File processing modules

This section gives introductory examples for some of the built-in modules that are handy for file processing. Quoting from docs.python: os:

This module provides a portable way of using operating system dependent functionality.

>>> import os

# current working directory
>>> os.getcwd()
'/home/learnbyexample/Python/programs/'

# value of an environment variable
>>> os.getenv('SHELL')
'/bin/bash'

# file size
>>> os.stat('ip.txt').st_size
40

# check if given path is a file
>>> os.path.isfile('ip.txt')
True

Quoting from docs.python: glob:

The glob module finds all the pathnames matching a specified pattern according to the rules used by the Unix shell, although results are returned in arbitrary order.

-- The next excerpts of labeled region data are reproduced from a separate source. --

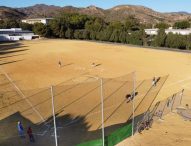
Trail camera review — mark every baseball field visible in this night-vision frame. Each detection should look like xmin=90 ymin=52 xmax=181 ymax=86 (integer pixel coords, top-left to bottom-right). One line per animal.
xmin=0 ymin=39 xmax=191 ymax=146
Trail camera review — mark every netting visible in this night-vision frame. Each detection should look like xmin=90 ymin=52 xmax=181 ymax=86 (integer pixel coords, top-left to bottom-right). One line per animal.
xmin=0 ymin=73 xmax=170 ymax=146
xmin=131 ymin=76 xmax=168 ymax=132
xmin=137 ymin=90 xmax=184 ymax=136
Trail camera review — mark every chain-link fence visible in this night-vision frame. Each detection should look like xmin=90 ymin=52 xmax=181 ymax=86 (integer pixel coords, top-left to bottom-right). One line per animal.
xmin=137 ymin=90 xmax=184 ymax=133
xmin=0 ymin=73 xmax=170 ymax=146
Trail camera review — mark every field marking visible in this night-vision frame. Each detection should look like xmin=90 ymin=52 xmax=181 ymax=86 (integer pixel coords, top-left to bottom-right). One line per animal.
xmin=1 ymin=68 xmax=46 ymax=123
xmin=164 ymin=77 xmax=191 ymax=88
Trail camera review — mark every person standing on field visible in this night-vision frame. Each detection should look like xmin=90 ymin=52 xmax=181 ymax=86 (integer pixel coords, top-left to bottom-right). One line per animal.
xmin=58 ymin=60 xmax=62 ymax=68
xmin=27 ymin=126 xmax=35 ymax=142
xmin=17 ymin=121 xmax=25 ymax=138
xmin=152 ymin=77 xmax=156 ymax=86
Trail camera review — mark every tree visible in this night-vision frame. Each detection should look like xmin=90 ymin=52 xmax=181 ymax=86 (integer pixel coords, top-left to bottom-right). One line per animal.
xmin=152 ymin=29 xmax=166 ymax=47
xmin=33 ymin=23 xmax=51 ymax=37
xmin=126 ymin=31 xmax=143 ymax=46
xmin=155 ymin=22 xmax=170 ymax=29
xmin=19 ymin=22 xmax=33 ymax=30
xmin=165 ymin=33 xmax=187 ymax=49
xmin=0 ymin=19 xmax=19 ymax=29
xmin=173 ymin=20 xmax=190 ymax=29
xmin=65 ymin=28 xmax=74 ymax=39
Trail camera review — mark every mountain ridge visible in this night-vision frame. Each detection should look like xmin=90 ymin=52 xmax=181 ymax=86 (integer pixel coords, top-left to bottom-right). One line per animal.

No tilde expansion is done, but *, ?, and character ranges expressed with [] will be correctly matched.

>>> import glob

# list of files (including directories) containing '_file' in their name
>>> glob.glob('*_file*')
['read_file.py', 'write_file.py']

Quoting from docs.python: shutil:

The shutil module offers a number of high-level operations on files and collections of files. In particular, functions are provided which support file copying and removal.

>>> import shutil

>>> shutil.copy('ip.txt', 'ip_file.txt')
'ip_file.txt'
>>> glob.glob('*_file*')
['read_file.py', 'ip_file.txt', 'write_file.py']

Quoting from docs.python: pathlib:

This module offers classes representing filesystem paths with semantics appropriate for different operating systems. Path classes are divided between pure paths, which provide purely computational operations without I/O, and concrete paths, which inherit from pure paths but also provide I/O operations.

>>> from pathlib import Path

# use 'rglob' instead of 'glob' if you want to match names recursively
>>> list(Path('programs').glob('*file.py'))
[PosixPath('programs/read_file.py'), PosixPath('programs/write_file.py')]

See pathlib module: taming the file system and stackoverflow: How can I iterate over files in a given directory? for more details and examples.

There are specialized modules for structured data processing as well, for example:

Exercises

  • Write a program that reads a known filename f1.txt which contains a single column of numbers in Python syntax. Your task is to display the sum of these numbers, which is 10485.14 for the given example.

    $ cat f1.txt 
    8
    53
    3.14
    84
    73e2
    100
    2937
    
  • Read the documentation for glob.glob() and write a program to list all files ending with .txt in the current directory as well as sub-directories, recursively.